The founder of CMC, Brandon Chez, was enigmatic and completely withdrew after the deal; whereas CoinGecko's founders, Bobby Ong and TM Lee, after a 12-year marathon, chose the most rational "retirement after success." This is not only a realization of personal wealth but also the last tribute of classical Web2 crypto entrepreneurs to the era.
3. Who Will Be the Buyer? Three Possible Outcomes
CoinGecko's "independence" is its greatest asset, but also its biggest burden after the sale. Who buys it will determine its future:
Outcome A: Exchange Giants (e.g., OKX, Coinbase)
- Probability: Low. Regulatory pressure is immense. Coinbase does not need to buy a declining traffic website for data, and if an offshore exchange acquires it, CoinGecko would lose the trust of institutional clients in Europe and the U.S.
Outcome B: Traditional Financial Data Providers (e.g., Bloomberg, Morningstar)
- Probability: Medium. This would be a perfect complement. Traditional finance craves crypto-native data, and CoinGecko's API business could seamlessly integrate with Bloomberg terminals.

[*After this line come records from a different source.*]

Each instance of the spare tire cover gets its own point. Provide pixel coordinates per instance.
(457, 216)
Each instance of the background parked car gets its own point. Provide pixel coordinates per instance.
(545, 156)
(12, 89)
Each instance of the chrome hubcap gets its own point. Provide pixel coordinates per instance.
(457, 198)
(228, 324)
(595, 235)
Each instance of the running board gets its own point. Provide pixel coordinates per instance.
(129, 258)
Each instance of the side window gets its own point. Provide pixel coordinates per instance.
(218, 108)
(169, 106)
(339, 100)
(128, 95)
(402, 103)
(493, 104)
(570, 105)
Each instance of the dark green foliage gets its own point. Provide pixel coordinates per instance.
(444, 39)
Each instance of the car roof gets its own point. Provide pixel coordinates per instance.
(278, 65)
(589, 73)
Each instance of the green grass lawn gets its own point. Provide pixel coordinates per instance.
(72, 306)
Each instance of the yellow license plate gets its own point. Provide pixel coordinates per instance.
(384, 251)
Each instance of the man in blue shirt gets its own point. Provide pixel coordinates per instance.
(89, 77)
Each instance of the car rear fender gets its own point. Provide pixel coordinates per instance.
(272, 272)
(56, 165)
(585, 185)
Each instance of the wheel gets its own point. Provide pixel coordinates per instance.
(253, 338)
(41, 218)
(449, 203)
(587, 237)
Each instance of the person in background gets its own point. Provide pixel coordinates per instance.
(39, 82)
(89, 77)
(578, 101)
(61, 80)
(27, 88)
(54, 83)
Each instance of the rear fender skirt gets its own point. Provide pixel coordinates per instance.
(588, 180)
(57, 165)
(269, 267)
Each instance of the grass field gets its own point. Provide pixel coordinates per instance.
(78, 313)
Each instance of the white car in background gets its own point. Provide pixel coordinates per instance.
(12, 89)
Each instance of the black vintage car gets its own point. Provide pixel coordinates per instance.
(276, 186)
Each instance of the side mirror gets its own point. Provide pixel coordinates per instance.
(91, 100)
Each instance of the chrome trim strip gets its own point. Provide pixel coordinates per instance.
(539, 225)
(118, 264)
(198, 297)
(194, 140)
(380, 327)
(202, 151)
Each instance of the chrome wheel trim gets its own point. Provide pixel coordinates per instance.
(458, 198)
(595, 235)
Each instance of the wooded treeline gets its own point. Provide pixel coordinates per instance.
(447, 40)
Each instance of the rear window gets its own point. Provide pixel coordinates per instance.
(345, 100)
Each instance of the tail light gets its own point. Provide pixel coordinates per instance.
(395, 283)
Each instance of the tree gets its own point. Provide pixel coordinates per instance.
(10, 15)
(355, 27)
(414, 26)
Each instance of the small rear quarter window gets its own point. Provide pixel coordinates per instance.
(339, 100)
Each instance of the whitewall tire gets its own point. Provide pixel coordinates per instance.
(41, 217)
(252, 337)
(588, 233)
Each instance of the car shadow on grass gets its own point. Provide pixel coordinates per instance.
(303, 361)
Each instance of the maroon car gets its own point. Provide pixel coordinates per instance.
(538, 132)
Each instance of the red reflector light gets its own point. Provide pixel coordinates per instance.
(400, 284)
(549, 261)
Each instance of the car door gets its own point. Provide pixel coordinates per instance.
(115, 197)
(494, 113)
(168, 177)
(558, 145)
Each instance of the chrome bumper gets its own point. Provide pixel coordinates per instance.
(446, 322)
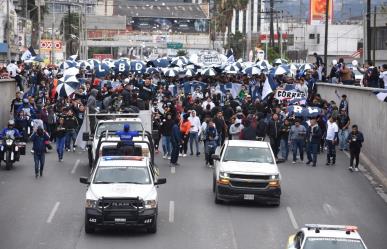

However, this would make CoinGecko "boring" and expensive.
Outcome C: Crypto Asset Management or Payment Giants (e.g., BlackRock affiliates, Circle)
- Probability: High. They need to control pricing and data sources, and would not create direct conflicts of interest like exchanges would.
4. Farewell to the Independent Era
BlockWeeks has repeatedly recommended CoinGecko to newcomers, with the reason always being: "Use CoinGecko because they do not issue tokens and have not been acquired by an exchange."
If this $500 million deal goes through, this reason will no longer exist.
CoinGecko's search for a sale is not just a financial victory for the two founders, Bobby and TM, but also the curtain call for the Web2 era of cryptocurrency data aggregation models. In an AI-driven future, perhaps we will no longer need a centralized website to display prices; data will flow like water in the backend of all applications.
Even if CoinGecko sells itself, it does so with dignity. It maintained restraint in the noisiest of times and held its ground in the most challenging bear market. Now, it simply chooses to pass the baton to capital at the most appropriate twilight.
We cannot help but sigh, in this industry, living long is not as good as selling accurately. CMC sold at the start of a bull market to gain traffic, while CoinGecko sells on the eve of AI to gain valuation. This may be the best outcome.
For users, please cherish CoinGecko, which still maintains neutrality; for the industry, please prepare for a new world without a "third-party referee."